Pierre Viansson-Ponté, lui, est né le 2 août 1920 à Clisson, en Loire-Atlantique. D’abord rédacteur à l’AFP, brièvement chargé de mission du radical Edgar Faure à Matignon en 1953, puis cofondateur de L’Express, il est une légende du journalisme d’après guerre. Au Monde, il est d’abord chef du service politique en 1958, puis rédacteur en chef adjoint en 1969, enfin éditorialiste et conseiller de la direction de 1972 à sa mort en 1979. Le 15 mars 1968, c’est lui qui rédige "Quand la France s’ennuie", article célèbre qui annonce en creux Mai 68. Dans son cas, ce sont ses réseaux qui attirent l’attention. En février 1966, il participe à la fondation du mensuel L’Evénement, dirigé par Emmanuel d’Astier de la Vigerie, ex-député apparenté communiste sous la IVe République, devenu gaulliste de gauche. La ligne éditoriale de L’Evénement est d’ailleurs "gaullo-tiers-mondiste", résumera France Culture en 2005. "Pierre Viansson-Ponté était assez centriste, très réservé à l’égard de Mitterrand, plutôt gaullien. Et pas du tout pro-communiste, même méfiant", se souvient Thierry Pfister, journaliste au Monde de 1969 à 1979.

A la lumière de plusieurs révélations récentes, on note à L’Evènement une concentration importante d’agents de l’Est. Aucun n’est communiste. Dans l’équipe cofondatrice figure ainsi le journaliste Paul-Marie de La Gorce, connu sous le nom de code d’"Argus" au KGB et de "Gabriel" au StB, le renseignement tchèque, a révélé Vincent Jauvert dans A la solde de Moscou (Seuil). Albert-Paul Lentin signe également des articles dans ce mensuel. De 1959 à 1970, il rencontre trois fois par mois son officier traitant du StB, pour lui remettre des rapports et faire passer des opérations de désinformation. Pierre-Charles Pathé écrit aussi dans L’Evénement. De 1959 à 1979, il est "Masson" puis "Pécherin", un des principaux agents d’influence du KGB en France. En 1980, il sera condamné à cinq ans de prison pour intelligence avec une puissance étrangère. Selon Thierry Wolton, qui a consulté le dossier judiciaire, Pathé et Viansson-Ponté étaient "très proches" : "Pathé l’appelait tous les jours pour un échange d’informations".

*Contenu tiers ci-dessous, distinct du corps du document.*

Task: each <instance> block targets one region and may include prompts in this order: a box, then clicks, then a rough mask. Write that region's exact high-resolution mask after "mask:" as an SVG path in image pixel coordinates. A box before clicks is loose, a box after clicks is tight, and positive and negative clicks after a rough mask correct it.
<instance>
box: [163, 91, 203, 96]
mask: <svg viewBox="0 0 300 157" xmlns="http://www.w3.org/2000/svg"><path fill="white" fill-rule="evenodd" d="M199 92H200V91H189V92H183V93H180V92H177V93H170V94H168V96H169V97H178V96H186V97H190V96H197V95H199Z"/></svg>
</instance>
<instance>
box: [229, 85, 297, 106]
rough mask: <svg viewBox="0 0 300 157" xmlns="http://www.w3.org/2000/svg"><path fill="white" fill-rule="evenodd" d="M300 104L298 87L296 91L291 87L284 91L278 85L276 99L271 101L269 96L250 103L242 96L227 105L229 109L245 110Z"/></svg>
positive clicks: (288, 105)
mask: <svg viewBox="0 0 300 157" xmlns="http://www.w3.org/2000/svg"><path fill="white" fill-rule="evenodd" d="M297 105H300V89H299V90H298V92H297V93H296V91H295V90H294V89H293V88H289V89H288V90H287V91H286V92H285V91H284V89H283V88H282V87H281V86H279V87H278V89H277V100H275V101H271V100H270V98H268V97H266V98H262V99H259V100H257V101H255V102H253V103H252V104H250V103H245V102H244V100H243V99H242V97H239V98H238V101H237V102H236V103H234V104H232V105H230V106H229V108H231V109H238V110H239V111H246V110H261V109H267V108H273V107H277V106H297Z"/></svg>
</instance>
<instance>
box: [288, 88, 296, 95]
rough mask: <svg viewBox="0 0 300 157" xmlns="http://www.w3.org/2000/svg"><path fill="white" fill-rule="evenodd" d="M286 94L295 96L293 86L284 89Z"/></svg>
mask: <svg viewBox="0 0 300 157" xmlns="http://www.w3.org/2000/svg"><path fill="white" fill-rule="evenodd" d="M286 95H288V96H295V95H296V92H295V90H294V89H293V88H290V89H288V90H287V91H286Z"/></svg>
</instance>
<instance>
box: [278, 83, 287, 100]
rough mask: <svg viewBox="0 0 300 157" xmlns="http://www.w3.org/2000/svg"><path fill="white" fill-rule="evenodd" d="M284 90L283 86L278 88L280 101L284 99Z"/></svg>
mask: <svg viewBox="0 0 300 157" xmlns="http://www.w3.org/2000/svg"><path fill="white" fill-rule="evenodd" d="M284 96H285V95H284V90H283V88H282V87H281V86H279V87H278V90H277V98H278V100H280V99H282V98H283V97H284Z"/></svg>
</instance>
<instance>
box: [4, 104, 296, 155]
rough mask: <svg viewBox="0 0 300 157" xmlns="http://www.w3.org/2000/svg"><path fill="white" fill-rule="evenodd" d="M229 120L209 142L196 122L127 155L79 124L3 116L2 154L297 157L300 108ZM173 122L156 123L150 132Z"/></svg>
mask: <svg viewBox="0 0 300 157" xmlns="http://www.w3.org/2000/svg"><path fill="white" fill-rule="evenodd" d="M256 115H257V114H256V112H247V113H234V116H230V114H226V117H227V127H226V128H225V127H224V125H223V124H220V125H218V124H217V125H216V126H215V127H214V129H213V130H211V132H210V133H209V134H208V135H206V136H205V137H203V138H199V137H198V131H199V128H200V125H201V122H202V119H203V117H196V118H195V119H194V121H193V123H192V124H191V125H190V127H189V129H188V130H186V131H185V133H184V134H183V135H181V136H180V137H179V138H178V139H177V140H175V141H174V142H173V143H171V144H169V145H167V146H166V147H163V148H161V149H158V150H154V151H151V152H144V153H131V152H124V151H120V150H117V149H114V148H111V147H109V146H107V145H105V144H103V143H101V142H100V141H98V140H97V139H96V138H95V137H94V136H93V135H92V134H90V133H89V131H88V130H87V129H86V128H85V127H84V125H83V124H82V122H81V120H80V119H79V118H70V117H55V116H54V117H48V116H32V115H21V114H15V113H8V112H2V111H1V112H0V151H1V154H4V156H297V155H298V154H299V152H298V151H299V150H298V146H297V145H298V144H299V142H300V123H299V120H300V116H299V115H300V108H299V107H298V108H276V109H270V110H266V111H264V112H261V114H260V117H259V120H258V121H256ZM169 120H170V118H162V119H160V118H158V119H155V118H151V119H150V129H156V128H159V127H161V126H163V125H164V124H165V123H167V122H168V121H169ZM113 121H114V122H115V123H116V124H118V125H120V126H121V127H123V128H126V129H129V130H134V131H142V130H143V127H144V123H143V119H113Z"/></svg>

Hormis ces proximités et son année de naissance, aucun élément ne vient nourrir la piste Viansson-Ponté, qui n’a jamais intégré le service étranger du Monde. Que conclure de ce cul-de-sac ? Qu’une erreur s’est glissée dans les archives Mitrokhine, sur le descriptif du journaliste, voire sur le média concerné ? La deuxième hypothèse ne convainc pas Cyril Gelibter, étant donné que le KGB usait d’un nom de code bien spécifique, "Vestnik", c’est-à-dire "messager", pour désigner Le Monde. "Je penche davantage pour une erreur de date de naissance. J’en ai déjà vu dans les archives Mitrokhine. Cela peut être dû à une erreur de recopiage, ou plus sûrement à une légère erreur de l’officier traitant en France", pointe le doctorant. Une petite coquille empêchant, un demi-siècle plus tard, de résoudre une des énigmes de la guerre froide en France. On appelle ça l’effet papillon.